The long Memorial Day weekend is coming up, and many theater companies are sprinting towards the finish line of their respective seasons, so there are a lot of plays currently running on Chicago’s stages. I thought I’d be able to publish, on a semi-regular basis, the list of upcoming performances I was planning to go to, but it just hasn’t happened, since I had to first keep up with actually being able to go to the theatre with the numerous selections on view (plus my day-and-night consulting job got really busy over the past couple of weeks). For my dear blog readers clamoring for guidance on what to see next, here are some options to consider (and I’d love to hear what folks think after I post on them):
- I went to the opening night for Program A (comprised of seven new ten-minute plays) of Collaboraction’s Sketchbook festival at the Steppenwolf Garage last Saturday. I am waiting, though, until I see Program B this Thursday before I post about my overall impressions of the show (consisting of seven other new plays). I’ve gone to Sketchbook regularly over the years, first at its former home at the Chopin Theatre, and then last year at the Steppenwolf Garage, and I really, strongly feel that it is one of the must-go-to theatrical events of the late spring/early summer in Chicago. It is a fascinating, original, and when it’s good, highly combustible, mélange of theater, a nightclub, a rock concert, an art gallery opening, and a hip, up-to-the moment salon series - literate, artsy, creative, rambunctious, a little adult-ADDed. Collaboraction made some major changes this year, including heightening audience participation through Sketchbook SUBMIT, but I’ll write more about that when I give my impressions on the program as a whole.

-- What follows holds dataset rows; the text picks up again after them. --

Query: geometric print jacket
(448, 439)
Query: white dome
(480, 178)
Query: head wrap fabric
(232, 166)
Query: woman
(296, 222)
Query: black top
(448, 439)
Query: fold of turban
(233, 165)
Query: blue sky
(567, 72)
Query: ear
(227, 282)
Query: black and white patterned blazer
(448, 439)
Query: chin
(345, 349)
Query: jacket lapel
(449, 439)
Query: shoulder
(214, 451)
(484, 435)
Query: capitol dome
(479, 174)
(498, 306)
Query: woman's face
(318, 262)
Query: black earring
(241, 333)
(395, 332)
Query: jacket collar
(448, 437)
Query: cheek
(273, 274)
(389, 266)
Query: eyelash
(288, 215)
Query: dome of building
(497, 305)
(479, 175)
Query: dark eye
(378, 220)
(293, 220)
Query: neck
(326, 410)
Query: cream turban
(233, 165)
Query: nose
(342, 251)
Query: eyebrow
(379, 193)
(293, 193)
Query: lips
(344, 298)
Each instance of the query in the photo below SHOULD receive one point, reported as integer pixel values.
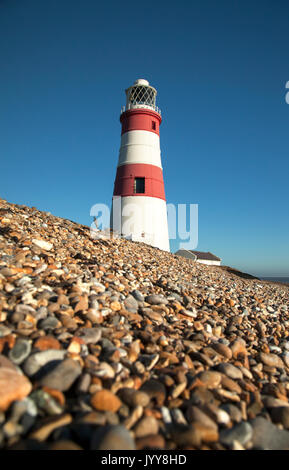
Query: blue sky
(220, 69)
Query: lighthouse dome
(141, 95)
(141, 81)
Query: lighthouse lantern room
(139, 178)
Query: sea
(284, 280)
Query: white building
(200, 257)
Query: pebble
(154, 299)
(266, 436)
(20, 351)
(42, 244)
(280, 414)
(104, 400)
(133, 397)
(13, 386)
(230, 370)
(62, 376)
(112, 438)
(107, 331)
(241, 432)
(90, 335)
(44, 431)
(155, 390)
(37, 361)
(146, 427)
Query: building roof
(205, 255)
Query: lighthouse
(139, 195)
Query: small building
(200, 257)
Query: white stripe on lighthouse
(140, 147)
(141, 218)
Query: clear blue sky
(220, 68)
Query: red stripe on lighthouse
(125, 177)
(140, 119)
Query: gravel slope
(110, 344)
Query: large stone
(267, 436)
(13, 386)
(112, 438)
(63, 375)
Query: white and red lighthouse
(139, 179)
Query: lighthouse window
(139, 185)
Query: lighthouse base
(144, 219)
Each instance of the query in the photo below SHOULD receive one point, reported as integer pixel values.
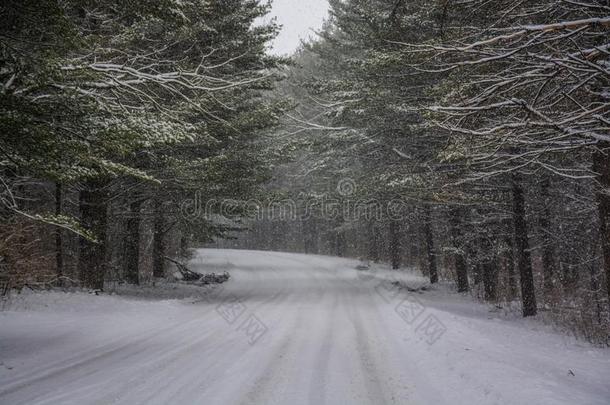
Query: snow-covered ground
(287, 329)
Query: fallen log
(198, 278)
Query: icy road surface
(288, 329)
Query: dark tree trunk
(340, 243)
(394, 234)
(373, 240)
(92, 255)
(59, 256)
(490, 280)
(548, 253)
(489, 270)
(132, 243)
(184, 244)
(158, 240)
(461, 269)
(602, 167)
(524, 260)
(432, 270)
(509, 261)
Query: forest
(468, 140)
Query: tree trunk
(92, 255)
(461, 269)
(394, 244)
(158, 241)
(132, 244)
(524, 260)
(432, 270)
(373, 240)
(59, 257)
(602, 167)
(509, 261)
(548, 253)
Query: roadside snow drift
(287, 329)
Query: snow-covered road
(289, 329)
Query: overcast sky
(298, 18)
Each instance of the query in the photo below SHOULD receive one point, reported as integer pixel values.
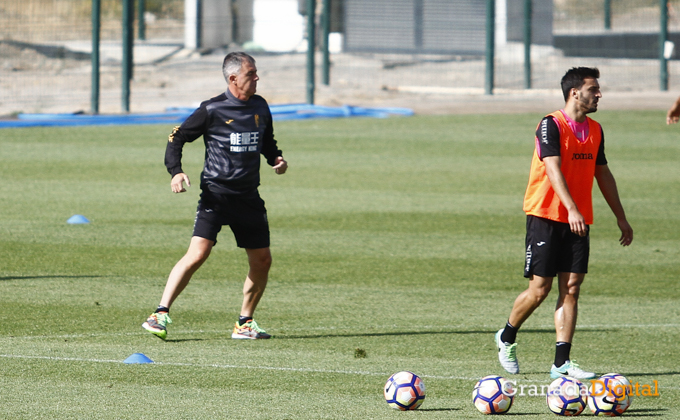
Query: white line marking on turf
(271, 368)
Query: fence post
(311, 35)
(141, 24)
(490, 45)
(325, 30)
(607, 14)
(663, 37)
(127, 53)
(527, 43)
(96, 31)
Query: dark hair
(575, 79)
(233, 61)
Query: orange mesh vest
(578, 167)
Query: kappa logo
(544, 131)
(582, 156)
(171, 137)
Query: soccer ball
(404, 391)
(493, 395)
(567, 396)
(610, 395)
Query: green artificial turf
(397, 245)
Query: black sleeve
(548, 138)
(601, 158)
(269, 149)
(191, 129)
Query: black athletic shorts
(244, 213)
(551, 248)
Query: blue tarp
(177, 115)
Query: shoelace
(163, 319)
(253, 326)
(510, 351)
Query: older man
(236, 127)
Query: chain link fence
(45, 54)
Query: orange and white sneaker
(249, 331)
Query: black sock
(509, 334)
(562, 351)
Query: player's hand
(177, 183)
(280, 165)
(626, 233)
(577, 223)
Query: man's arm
(552, 168)
(191, 129)
(270, 150)
(607, 184)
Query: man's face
(245, 83)
(588, 96)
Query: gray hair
(233, 62)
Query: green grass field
(400, 237)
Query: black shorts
(551, 248)
(244, 213)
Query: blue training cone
(77, 219)
(138, 358)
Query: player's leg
(530, 299)
(259, 262)
(525, 304)
(198, 252)
(566, 313)
(566, 310)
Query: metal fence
(45, 47)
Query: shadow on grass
(184, 340)
(47, 277)
(403, 333)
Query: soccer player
(236, 127)
(569, 155)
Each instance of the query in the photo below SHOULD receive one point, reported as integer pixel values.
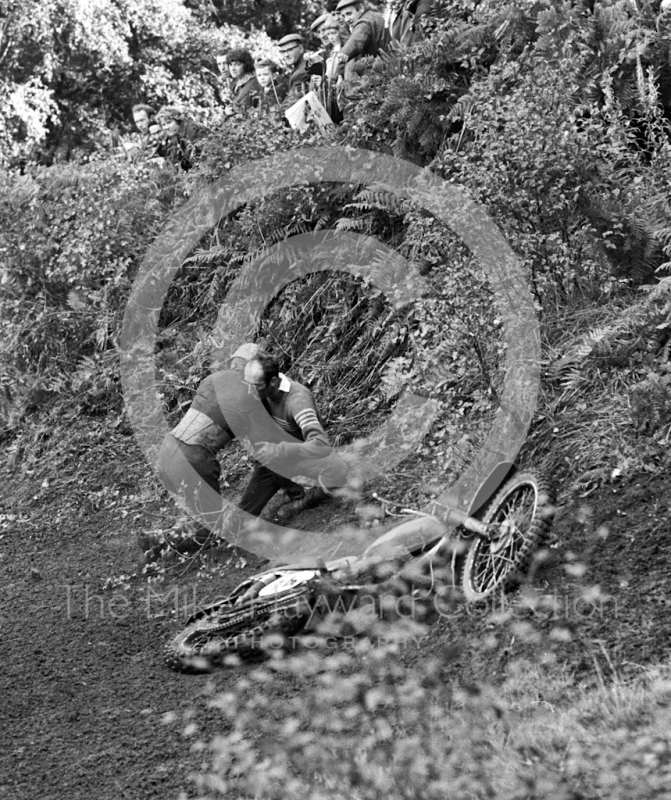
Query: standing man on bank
(368, 35)
(292, 50)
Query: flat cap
(290, 39)
(321, 19)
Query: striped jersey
(296, 413)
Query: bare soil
(90, 710)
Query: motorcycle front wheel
(249, 629)
(520, 515)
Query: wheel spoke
(492, 562)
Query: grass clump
(359, 724)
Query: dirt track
(85, 692)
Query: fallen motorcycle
(487, 552)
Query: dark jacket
(368, 37)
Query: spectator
(273, 89)
(145, 141)
(331, 87)
(179, 137)
(244, 86)
(293, 54)
(368, 35)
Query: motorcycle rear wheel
(523, 508)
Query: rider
(222, 410)
(306, 451)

- The one play I am highly anticipating going to over the next couple of weeks is the Hypocrites‘ production of Thornton Wilder’s Our Town, which I am seeing this Saturday, directed by (and starring) one of the most highly-regarded directors in our own vibrant artistic town, David Cromer. David’s currently being showered with euphoric acclaim by our allegedly jaded theatrical brethren in New York City for his off-Broadway production of The Adding Machine, the Musical (an import from Evanston’s Next Theatre). I chatted with From the Ledge friend Kris Vire, Storefront Rebellion blogger and Timeout Chicago theater critic during the Sketchbook opening night, and he confirmed that this particular Our Town was indeed worth the raves it had been getting, as he pointed out on his blog. I can’t wait to see it - I’m hyperventilating like a thrill seeker on a pound of Kenyan dry roast about to skyjump - and I’ll be posting on the play immediately after I see it. Unfortunately all shows, including the recently added Saturday matinee performances, are sold out.
- I’m going to one of the preview performances this Sunday of Brett Neveu’s Gas for Less at the Goodman. I’m a big fan of Brett, who I have been fortunate to meet through various activities with the Red Orchid Theatre, where he is part of the ensemble, and I especially loved the intellectual challenge of Weapon of Mass Impact (staged at the Red Orchid last year) and the sharp and insightful provocations of the race drama Heritage (at the American Theater Company a couple of seasons back). I’m looking forward to seeing Gas for Less, which, from the advance press, seems to be one of two major, Chicago-based urban dramas tackling the socio-cultural challenges of development, gentrification, and urban renewal (the other one being Tracy Letts’ much anticipated new play, following the success of August: Osage County, called Superior Donuts, which will receive its world premiere at Steppenwolf Theatre during the summer). I’m so thrilled for Brett, because I really think this Goodman production will help put him on the national radar of must-see young playwrights.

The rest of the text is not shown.